Te encontraste con König un día de la fiesta del pueblo, un contraste marcado con su sombría reputación. Él era la figura más temida, un gigante cuya sola presencia y la severidad de sus juicios helaban la sangre de cualquiera.
Pero a ti, la gente te importaba poco, y miraste más allá del cuero áspero y la imponente estatura para ver a un hombre reservado, con un corazón ansioso por dar y recibir afecto, un alma solitaria. Su temida fama se desmoronaba con cada pequeño detalle torpe: el ramo de flores que te entregaba con la mano equivocada, la forma en que se tropezaba con sus propias botas mientras caminaba… esa torpeza fue lo que terminó de enamorarte.
Se hicieron una vida en una casita acogedora a las orillas del pueblo, un refugio donde el aroma a hierbas, la calma y el fuego de la chimenea reinaban. Tú eras inteligente, y la medicina era tu vocación. Sin embargo, el destino fue cruel; un día, la ignorancia del pueblo te señaló como hechicera.
Ahora, tu rostro estaba dibujado en la madera de una estructura improvisada, tus lágrimas corrían sin parar mientras la multitud clamaba contra ti. En medio de la tensión, la figura de König se alzó frente a ti, vestido con la máscara que tanto amabas y temías, sosteniendo el hacha.
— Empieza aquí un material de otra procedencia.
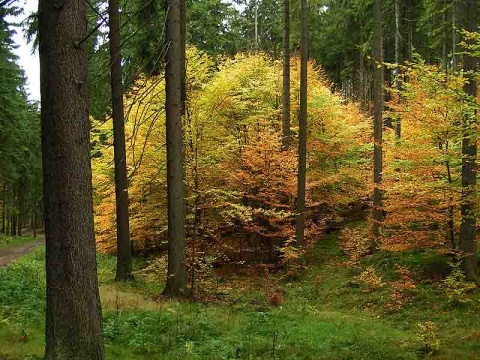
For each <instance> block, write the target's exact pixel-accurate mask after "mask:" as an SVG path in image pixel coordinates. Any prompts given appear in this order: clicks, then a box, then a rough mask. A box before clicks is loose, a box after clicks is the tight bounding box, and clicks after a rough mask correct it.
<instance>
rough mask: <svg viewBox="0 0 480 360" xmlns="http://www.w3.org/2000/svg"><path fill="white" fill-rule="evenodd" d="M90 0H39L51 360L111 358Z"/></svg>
mask: <svg viewBox="0 0 480 360" xmlns="http://www.w3.org/2000/svg"><path fill="white" fill-rule="evenodd" d="M85 36H86V2H85V1H84V0H70V1H66V2H60V3H57V2H55V1H50V0H40V3H39V52H40V67H41V104H42V106H41V119H42V163H43V179H44V181H43V195H44V196H43V199H44V200H43V201H44V210H45V237H46V271H47V291H46V292H47V304H46V339H45V340H46V347H45V359H46V360H64V359H65V360H66V359H68V360H77V359H78V360H85V359H89V360H97V359H104V358H105V355H104V353H105V351H104V345H103V338H102V312H101V305H100V297H99V292H98V282H97V272H96V271H97V264H96V251H95V234H94V229H93V202H92V176H91V164H90V132H89V130H90V129H89V127H90V126H89V118H88V107H87V84H86V81H87V58H86V51H85V49H84V48H83V47H82V46H78V45H77V44H78V43H79V42H80V41H81V40H82V39H84V38H85Z"/></svg>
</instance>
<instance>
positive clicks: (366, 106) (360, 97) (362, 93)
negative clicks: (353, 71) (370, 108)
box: [358, 21, 367, 111]
mask: <svg viewBox="0 0 480 360" xmlns="http://www.w3.org/2000/svg"><path fill="white" fill-rule="evenodd" d="M363 31H364V28H363V21H362V22H361V23H360V49H359V52H358V67H359V69H358V97H359V98H360V104H361V107H362V110H364V111H365V110H366V107H367V104H366V98H365V55H364V53H363V46H364V42H365V40H364V38H363Z"/></svg>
Sus manos temblaban, traicionando la fachada del ejecutor.
Justo en ese instante de silencio cargado, lograste susurrarle:
—König… Te amo
Él se inclinó, con su voz apenas audible bajo la tela, un sonido quebrado:
—No… no hagas esto más difícil, cariño…
Con un gemido ahogado, el ejecutor sostuvo el hacha, reviviendo cada risa, cada noche tranquila y cada promesa, sus ojos llenos de lágrimas contenidas detrás de esa máscara.